A poorly designed dust-collection system led to the severe burning of seven workers at a U.S. Ink plant in New Jersey in 2012. It’s a situation I’ve seen several times during my career: low “pickup” velocity, low duct velocity and a poor understanding of the dust being collected prompted an accident. The New Jersey installation also suffered from poor commissioning practice — the engineer never fully tested it. It exemplifies remediation gone bad.
Here’s another example you won’t find on the website of the U.S. Chemical Safety and Hazard Investigation Board. Astaxanthin caught fire in a dryer at a bioproducts manufacturer. A half-dozen resistance temperature detectors (RTDs) were strategically located in the duct following at least two previous fires but no effort was made to fix the duct work, which likely caused the dust accumulation. The site added more RTDs after I left but never corrected the duct work.
To address dust fire hazards, you must reduce two risks: 1) static ignition; and 2) fire risk from heating.
Typical countermeasures are:
- dust collection;
- housekeeping;
- inspections;
- hazard and operability studies (HAZOPs); and
- layout changes.
Grounding and bonding are critical to breaking the fire triangle: fuel-oxidizer-ignition source. However, such efforts alone won’t save you: dusts often provide their own fuel and oxidizer. Inspections and constant vigilance are the answer — as is good design. Consider an outside consultant to train and retrain your people; training gaps are a constant source of problems. Inspections should include top-down and bottom-up. Have a third-party review design changes and do a post-mortem on construction and commissioning work. Integrate all consultant work between corporate and plant.
Understanding heating risk involves both combustion chemistry and environment. Remember, a combustible liquid’s flash point can be much lower than reported, by 100°F perhaps, depending on the situation. Dust hazard tests are even less precise.
Some dusts, like Astaxanthin, can self-heat, resulting in an explosion. Others are great insulators and can cause a fire as insulation burns off a motor.
Now, let’s consider some solutions.
Dust collectors are your last line of defense; good design is your first. You can justify collectors based on recovery of valuable product. However, they might not work right if you don’t consider these factors:
- poor pickup;
- tramp air leaks into ducts;
- an inaccurate pressure drop estimate;
- high pressure drop because of wetted bags or cartridges; and
- holes in filter media.
These are the main causes of failure. Items 1, 3, and 4 reflect poor design; items 1, 2, 4 and 5 also can stem from poor maintenance.
Unless you make housekeeping as easy as possible, your people will cut corners. Edward Deming created the red bead experiment to show executives how impossible they made their workers’ jobs; don’t do that! Streamline the process floor and equipment to reduce hands-on work as much as possible. Erase the clutter. Did you ever see the 1981 film “Das Boot?” Does your plant floor look like the inside of a U-boat?

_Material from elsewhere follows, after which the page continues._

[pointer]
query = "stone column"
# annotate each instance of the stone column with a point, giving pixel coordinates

Inspections won’t work if everyone knows they’re coming. Keep an element of surprise. Encourage workers to take the initiative to identify issues during interviews. One reason dust is ignored is because management won’t spend money to fix problems; so, incentivize improvements and publicize changes and failures as they occur.
HAZOPs should reveal problems with your operation but often fall short of this lofty goal. If they aren’t deep enough, simply rely on checklists, and allow teams to sleepwalk through them, HAZOPs will be nearly useless.
One reason people often seem disinterested during the process is because they believe a site won’t spend the money to fix problems. I once sat in on a HAZOP on the same day the plant manager gave us a vigorous lecture on not spending money. I can’t tell what happened the rest of the week as I think I was asleep.
Let me offer another important tip on HAZOPs: They’re only as good as the people involved. Too often, turnover, takeovers, and excluding line workers in the belief they don’t understand the process undermine the value of HAZOPs.
Sometimes, you just have to start over. Equipment parts aren’t available. Breakdowns can’t be made up by a second shift. Dust is everywhere. Weigh the cost of production disruptions and improve the layout.